IMPORTANT: PRETERITION
The statute we are called upon to apply in Article 854 of the Civil Code which, in part,
provides: ART. 854. The preterition or omission of one, some, or all of the compulsory
heirs in the direct line, whether living at the time of the execution of the will or born
after the death of the testator, shall annul the institution of heir; but the devises and
legacies shall be valid insofar as they are not inofficious. ...
In this case, deceased Rosario Nuguid left no descendants, legitimate or illegitimate.
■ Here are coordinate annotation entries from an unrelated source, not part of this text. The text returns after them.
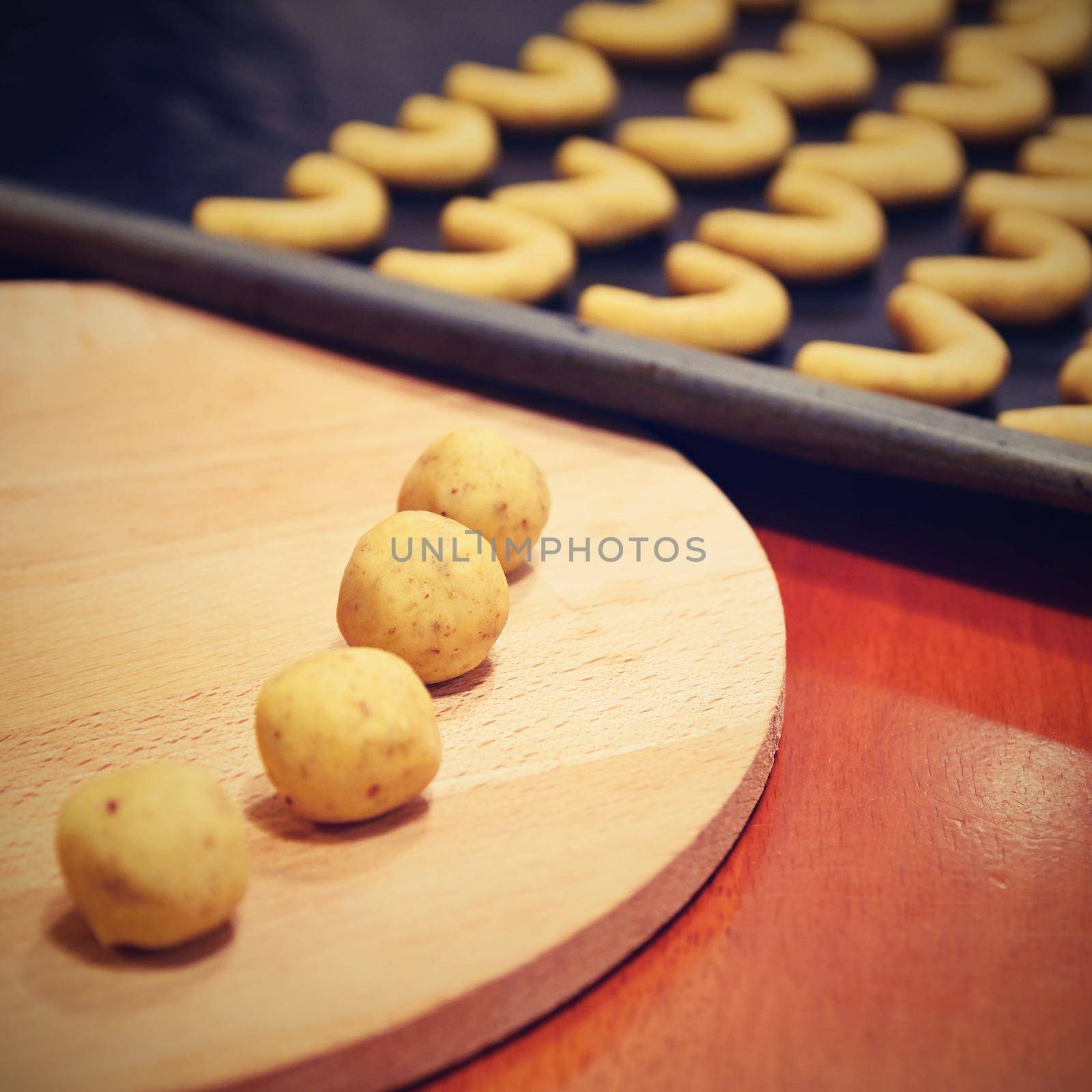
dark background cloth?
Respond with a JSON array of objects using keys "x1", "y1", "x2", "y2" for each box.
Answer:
[{"x1": 0, "y1": 0, "x2": 1092, "y2": 416}]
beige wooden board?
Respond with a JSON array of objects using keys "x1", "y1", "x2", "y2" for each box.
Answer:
[{"x1": 0, "y1": 284, "x2": 785, "y2": 1092}]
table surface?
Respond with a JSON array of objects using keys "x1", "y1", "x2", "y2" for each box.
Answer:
[
  {"x1": 2, "y1": 4, "x2": 1092, "y2": 1092},
  {"x1": 406, "y1": 428, "x2": 1092, "y2": 1092},
  {"x1": 0, "y1": 266, "x2": 1092, "y2": 1092}
]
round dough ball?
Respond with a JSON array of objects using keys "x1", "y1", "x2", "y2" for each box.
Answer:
[
  {"x1": 397, "y1": 428, "x2": 549, "y2": 572},
  {"x1": 337, "y1": 512, "x2": 508, "y2": 682},
  {"x1": 57, "y1": 762, "x2": 248, "y2": 948},
  {"x1": 255, "y1": 648, "x2": 440, "y2": 822}
]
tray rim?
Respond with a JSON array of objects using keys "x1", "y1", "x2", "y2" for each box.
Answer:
[{"x1": 0, "y1": 179, "x2": 1092, "y2": 512}]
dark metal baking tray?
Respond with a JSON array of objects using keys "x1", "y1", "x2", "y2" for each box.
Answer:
[{"x1": 0, "y1": 0, "x2": 1092, "y2": 510}]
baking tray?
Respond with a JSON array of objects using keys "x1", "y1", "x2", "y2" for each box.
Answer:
[{"x1": 0, "y1": 0, "x2": 1092, "y2": 510}]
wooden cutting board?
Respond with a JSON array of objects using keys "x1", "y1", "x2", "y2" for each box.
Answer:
[{"x1": 0, "y1": 284, "x2": 785, "y2": 1092}]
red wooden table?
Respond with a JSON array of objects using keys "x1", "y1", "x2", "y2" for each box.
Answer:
[{"x1": 429, "y1": 441, "x2": 1092, "y2": 1092}]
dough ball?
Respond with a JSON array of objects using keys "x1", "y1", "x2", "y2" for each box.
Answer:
[
  {"x1": 255, "y1": 648, "x2": 440, "y2": 822},
  {"x1": 57, "y1": 762, "x2": 248, "y2": 948},
  {"x1": 337, "y1": 512, "x2": 508, "y2": 682},
  {"x1": 397, "y1": 428, "x2": 549, "y2": 572}
]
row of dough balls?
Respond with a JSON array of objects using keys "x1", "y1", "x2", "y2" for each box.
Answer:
[
  {"x1": 56, "y1": 428, "x2": 549, "y2": 949},
  {"x1": 195, "y1": 7, "x2": 1092, "y2": 443}
]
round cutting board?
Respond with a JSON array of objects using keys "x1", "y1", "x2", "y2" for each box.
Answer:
[{"x1": 0, "y1": 284, "x2": 785, "y2": 1092}]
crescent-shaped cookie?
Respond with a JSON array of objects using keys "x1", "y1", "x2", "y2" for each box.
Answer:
[
  {"x1": 905, "y1": 209, "x2": 1092, "y2": 324},
  {"x1": 577, "y1": 242, "x2": 792, "y2": 353},
  {"x1": 894, "y1": 45, "x2": 1054, "y2": 141},
  {"x1": 330, "y1": 95, "x2": 500, "y2": 190},
  {"x1": 490, "y1": 136, "x2": 679, "y2": 247},
  {"x1": 193, "y1": 152, "x2": 390, "y2": 253},
  {"x1": 719, "y1": 20, "x2": 877, "y2": 113},
  {"x1": 697, "y1": 167, "x2": 887, "y2": 281},
  {"x1": 615, "y1": 72, "x2": 795, "y2": 182},
  {"x1": 785, "y1": 111, "x2": 966, "y2": 207},
  {"x1": 444, "y1": 34, "x2": 618, "y2": 132},
  {"x1": 561, "y1": 0, "x2": 735, "y2": 64},
  {"x1": 793, "y1": 284, "x2": 1009, "y2": 406},
  {"x1": 373, "y1": 198, "x2": 577, "y2": 304}
]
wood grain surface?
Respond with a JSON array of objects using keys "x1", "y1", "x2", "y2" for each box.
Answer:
[
  {"x1": 415, "y1": 448, "x2": 1092, "y2": 1092},
  {"x1": 0, "y1": 284, "x2": 784, "y2": 1092}
]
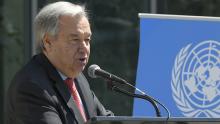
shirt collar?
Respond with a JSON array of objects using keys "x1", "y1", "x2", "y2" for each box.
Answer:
[{"x1": 58, "y1": 71, "x2": 67, "y2": 80}]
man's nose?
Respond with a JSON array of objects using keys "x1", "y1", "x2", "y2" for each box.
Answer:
[{"x1": 79, "y1": 41, "x2": 88, "y2": 52}]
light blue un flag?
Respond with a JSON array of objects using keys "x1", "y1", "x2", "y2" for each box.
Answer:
[{"x1": 133, "y1": 14, "x2": 220, "y2": 118}]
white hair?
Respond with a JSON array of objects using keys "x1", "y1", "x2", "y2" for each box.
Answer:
[{"x1": 34, "y1": 1, "x2": 88, "y2": 52}]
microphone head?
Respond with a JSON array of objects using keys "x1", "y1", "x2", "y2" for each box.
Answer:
[{"x1": 88, "y1": 64, "x2": 100, "y2": 78}]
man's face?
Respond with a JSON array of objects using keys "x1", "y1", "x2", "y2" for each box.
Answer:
[{"x1": 45, "y1": 16, "x2": 91, "y2": 77}]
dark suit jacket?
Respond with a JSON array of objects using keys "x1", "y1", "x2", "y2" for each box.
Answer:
[{"x1": 6, "y1": 54, "x2": 112, "y2": 124}]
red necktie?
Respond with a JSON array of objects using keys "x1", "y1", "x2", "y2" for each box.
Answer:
[{"x1": 64, "y1": 78, "x2": 87, "y2": 122}]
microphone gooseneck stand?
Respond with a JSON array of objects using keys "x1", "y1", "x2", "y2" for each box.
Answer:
[{"x1": 111, "y1": 83, "x2": 161, "y2": 117}]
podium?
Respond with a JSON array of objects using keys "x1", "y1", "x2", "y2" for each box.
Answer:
[{"x1": 87, "y1": 116, "x2": 220, "y2": 124}]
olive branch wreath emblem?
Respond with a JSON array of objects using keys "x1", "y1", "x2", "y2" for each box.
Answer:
[{"x1": 171, "y1": 44, "x2": 220, "y2": 117}]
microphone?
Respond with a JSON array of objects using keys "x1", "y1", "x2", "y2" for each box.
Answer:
[
  {"x1": 88, "y1": 64, "x2": 128, "y2": 84},
  {"x1": 88, "y1": 64, "x2": 170, "y2": 117}
]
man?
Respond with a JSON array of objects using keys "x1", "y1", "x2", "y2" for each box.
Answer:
[{"x1": 6, "y1": 2, "x2": 112, "y2": 124}]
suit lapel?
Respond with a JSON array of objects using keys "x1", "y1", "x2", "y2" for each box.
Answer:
[
  {"x1": 35, "y1": 54, "x2": 84, "y2": 122},
  {"x1": 76, "y1": 74, "x2": 95, "y2": 118}
]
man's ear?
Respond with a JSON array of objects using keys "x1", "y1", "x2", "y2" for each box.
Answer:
[{"x1": 43, "y1": 33, "x2": 53, "y2": 51}]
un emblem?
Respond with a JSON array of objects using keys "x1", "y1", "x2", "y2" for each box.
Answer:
[{"x1": 171, "y1": 40, "x2": 220, "y2": 118}]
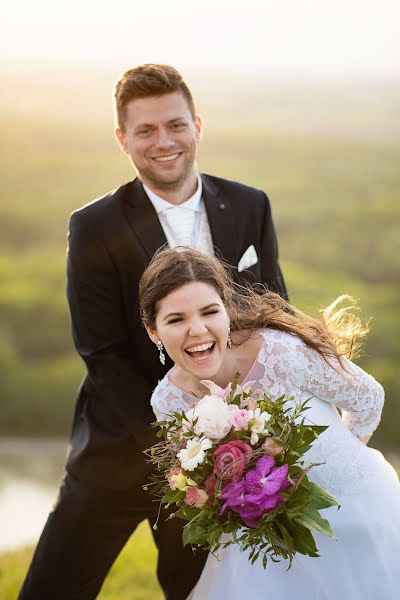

But she left forced heirs in the direct ascending line her parents, now oppositors Felix
Nuguid and Paz Salonga Nuguid.
AND, THE WILL COMPLETELY OMITS BOTH OF THEM: They thus received nothing by the
testament; tacitly, they were deprived of their legitime; neither were they expressly
disinherited.

THIS IS A CLEAR CASE OF PRETERITION.


The one-sentence will here institutes petitioner as the sole, universal heir nothing
more. No specific legacies or bequests are therein provided for. It is in this posture that
we say that the nullity is complete. Perforce, Rosario Nuguid died intestate.
Because, the nullification of such institution of universal heir without any other
testamentary disposition in the will amounts to a declaration that nothing at all was
written.
As aforesaid, there is no other provision in the will before us except the institution of
petitioner as universal heir. That institution, by itself, is null and void. And, intestate
succession ensues.
The disputed order, we observe, declares the will in question "a complete nullity".
Article 854 of the Civil Code in turn merely nullifies "the institution of heir". Considering,
however, that the will before us solely provides for the institution of petitioner as
universal heir, and nothing more, the result is the same. The entire will is null.